Wrapping Up the Architecture and Efficiency Discussion

Engineering is all about tradeoffs and balance. The choice to increase capability in one area may decrease capability in another. The addition of a feature may not be worth the cost of including it. In the worst case, as Intel found with NetBurst, an architecture may inherently flawed and a starting over down an entirely different path might be the best solution.

We are at a point where there are quite a number of similarities between NVIDIA and AMD hardware. They both require maintaining a huge number of threads in flight to hide memory and instruction latency. They both manage threads in large blocks of threads that share context.

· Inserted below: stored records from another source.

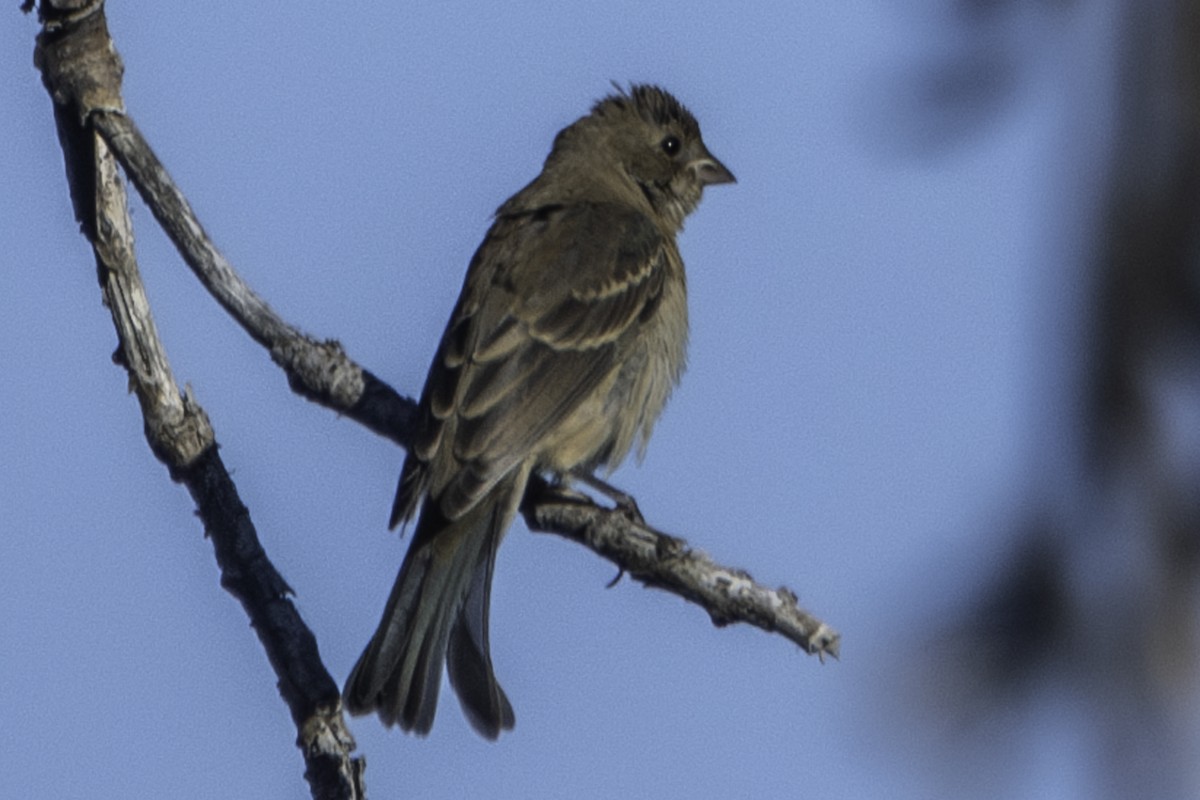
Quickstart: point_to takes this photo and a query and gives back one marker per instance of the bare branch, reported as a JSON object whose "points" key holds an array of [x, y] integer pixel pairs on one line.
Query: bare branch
{"points": [[83, 72], [667, 563]]}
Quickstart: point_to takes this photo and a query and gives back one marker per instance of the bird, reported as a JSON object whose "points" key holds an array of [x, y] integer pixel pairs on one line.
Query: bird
{"points": [[568, 336]]}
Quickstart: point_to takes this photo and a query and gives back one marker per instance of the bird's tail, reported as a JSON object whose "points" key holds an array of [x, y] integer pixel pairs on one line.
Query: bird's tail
{"points": [[438, 613]]}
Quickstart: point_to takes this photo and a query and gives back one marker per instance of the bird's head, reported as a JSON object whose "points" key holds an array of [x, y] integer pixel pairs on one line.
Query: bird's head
{"points": [[649, 143]]}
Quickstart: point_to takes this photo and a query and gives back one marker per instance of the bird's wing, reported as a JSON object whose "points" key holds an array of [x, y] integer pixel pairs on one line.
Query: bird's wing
{"points": [[551, 301]]}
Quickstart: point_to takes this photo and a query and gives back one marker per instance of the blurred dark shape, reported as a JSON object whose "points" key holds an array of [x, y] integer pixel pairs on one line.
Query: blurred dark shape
{"points": [[975, 58], [1096, 609], [1019, 624]]}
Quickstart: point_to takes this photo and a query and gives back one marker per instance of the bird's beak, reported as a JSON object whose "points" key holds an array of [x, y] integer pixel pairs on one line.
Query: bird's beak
{"points": [[709, 170]]}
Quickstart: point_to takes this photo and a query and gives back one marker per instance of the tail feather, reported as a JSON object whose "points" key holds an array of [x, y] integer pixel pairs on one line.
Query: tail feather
{"points": [[469, 661], [437, 613]]}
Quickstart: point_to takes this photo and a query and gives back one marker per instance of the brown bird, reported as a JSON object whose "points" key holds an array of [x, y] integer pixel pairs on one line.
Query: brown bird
{"points": [[568, 337]]}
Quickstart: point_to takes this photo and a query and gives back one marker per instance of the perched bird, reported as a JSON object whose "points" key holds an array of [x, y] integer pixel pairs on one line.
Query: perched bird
{"points": [[569, 335]]}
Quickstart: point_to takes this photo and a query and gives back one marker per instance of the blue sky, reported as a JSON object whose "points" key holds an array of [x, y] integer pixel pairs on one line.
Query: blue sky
{"points": [[857, 419]]}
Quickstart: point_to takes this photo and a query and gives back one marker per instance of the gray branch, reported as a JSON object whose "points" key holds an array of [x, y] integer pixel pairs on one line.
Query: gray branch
{"points": [[82, 71]]}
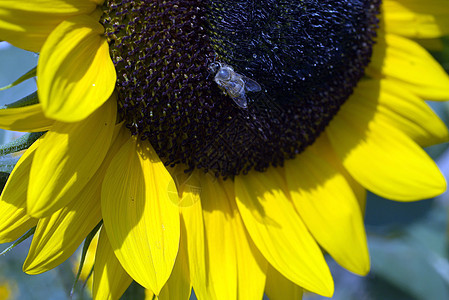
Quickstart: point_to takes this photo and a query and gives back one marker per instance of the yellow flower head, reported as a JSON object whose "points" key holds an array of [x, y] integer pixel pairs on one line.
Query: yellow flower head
{"points": [[224, 144]]}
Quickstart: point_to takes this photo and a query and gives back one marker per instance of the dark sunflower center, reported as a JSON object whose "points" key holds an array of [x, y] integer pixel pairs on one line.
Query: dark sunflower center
{"points": [[286, 68]]}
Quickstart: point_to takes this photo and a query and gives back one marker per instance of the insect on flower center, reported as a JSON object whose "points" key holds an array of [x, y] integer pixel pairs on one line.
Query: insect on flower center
{"points": [[230, 86]]}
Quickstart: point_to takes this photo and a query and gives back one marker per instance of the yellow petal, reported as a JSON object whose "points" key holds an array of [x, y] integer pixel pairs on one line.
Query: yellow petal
{"points": [[381, 157], [178, 286], [328, 206], [403, 110], [67, 159], [58, 236], [404, 62], [279, 233], [14, 221], [323, 148], [27, 24], [110, 279], [416, 18], [234, 267], [193, 229], [75, 74], [29, 118], [141, 221], [280, 288]]}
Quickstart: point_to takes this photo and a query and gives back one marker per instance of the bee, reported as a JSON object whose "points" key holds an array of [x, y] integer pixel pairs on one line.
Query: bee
{"points": [[235, 85]]}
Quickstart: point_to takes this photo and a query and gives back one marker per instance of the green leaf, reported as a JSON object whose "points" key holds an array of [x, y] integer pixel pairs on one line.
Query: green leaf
{"points": [[30, 74]]}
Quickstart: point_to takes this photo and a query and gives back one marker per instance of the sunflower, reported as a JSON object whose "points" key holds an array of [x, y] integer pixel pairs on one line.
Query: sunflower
{"points": [[234, 188]]}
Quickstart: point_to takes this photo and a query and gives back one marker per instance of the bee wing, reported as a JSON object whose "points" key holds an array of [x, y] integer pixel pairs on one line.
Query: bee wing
{"points": [[251, 85], [241, 101]]}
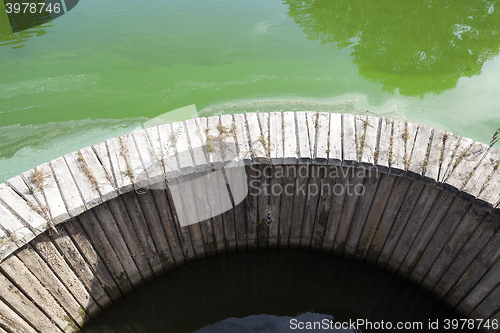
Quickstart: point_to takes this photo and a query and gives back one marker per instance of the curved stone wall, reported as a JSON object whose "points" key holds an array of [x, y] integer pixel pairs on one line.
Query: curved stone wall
{"points": [[83, 229]]}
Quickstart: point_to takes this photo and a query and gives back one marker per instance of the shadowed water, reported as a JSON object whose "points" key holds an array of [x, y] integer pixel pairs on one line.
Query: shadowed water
{"points": [[262, 290]]}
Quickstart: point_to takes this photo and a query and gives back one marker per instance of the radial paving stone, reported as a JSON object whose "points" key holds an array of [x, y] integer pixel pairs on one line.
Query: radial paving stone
{"points": [[385, 147], [349, 141], [23, 210], [67, 187], [84, 180], [375, 215], [105, 183], [19, 274], [54, 202], [15, 231], [419, 154], [335, 140], [150, 161], [445, 243], [400, 137], [276, 138], [368, 142]]}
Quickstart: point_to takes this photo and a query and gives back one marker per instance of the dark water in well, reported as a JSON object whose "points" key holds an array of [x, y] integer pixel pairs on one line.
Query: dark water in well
{"points": [[272, 291]]}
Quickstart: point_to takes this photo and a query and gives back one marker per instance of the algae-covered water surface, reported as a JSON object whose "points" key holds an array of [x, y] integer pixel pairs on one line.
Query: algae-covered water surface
{"points": [[106, 66]]}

Caching, coalescing memory reads and writes, and handling resource allocation need to be carefully managed in order to keep the execution units fed. Both GT200 and RV770 execute branches via dynamic predication of direction a thread does not branch (meaning if a thread in a warp or wavefront branches differently from others, all threads in that group must execute both code paths). Both share instruction and constant caches across hardware that is SIMD in nature servicing multiple threads in one context in order to effect hardware that fits the SPMD (single program multiple data) programming model.

But the hearts of GT200 and RV770, the SPA (Steaming Processor Array) and the DPP (Data Parallel Processing) Array, respectively, are quite different. The explicitly scalar one operation per thread at a time approach that NVIDIA has taken is quite different from the 5 wide VLIW approach AMD has packed into their architecture. Both of them are SIMD in nature, but NVIDIA is more like S(operation)MD and AMD is S(VLIW)MD.


AMD's RV770, all built up and pretty

Filling the execution units of each to capacity is a challenge but looks to be more consistent on NVIDIA hardware, while in the cases where AMD hardware is used effectively (like Bioshock) we see that RV770 surpasses GTX 280 in not only performance but power efficiency as well. Area efficiency is completely owned by AMD, which means that their cost for performance delivered is lower than NVIDIA's (in terms of manufacturing -- R&D is a whole other story) since smaller ICs mean cheaper to produce parts.


NVIDIA's GT200, in all its daunting glory

While shader/kernel length isn't as important on GT200 (except that the ratio of FP and especially multiply-add operations to other code needs to be high to extract high levels of performance), longer programs are easier for AMD's compiler to extract ILP from. Both RV770 and GT200 must balance thread issue with resource usage, but RV770 can leverage higher performance in situations where ILP can be extracted from shader/kernel code which could also help in situations where the GT200 would not be able to hide latency well.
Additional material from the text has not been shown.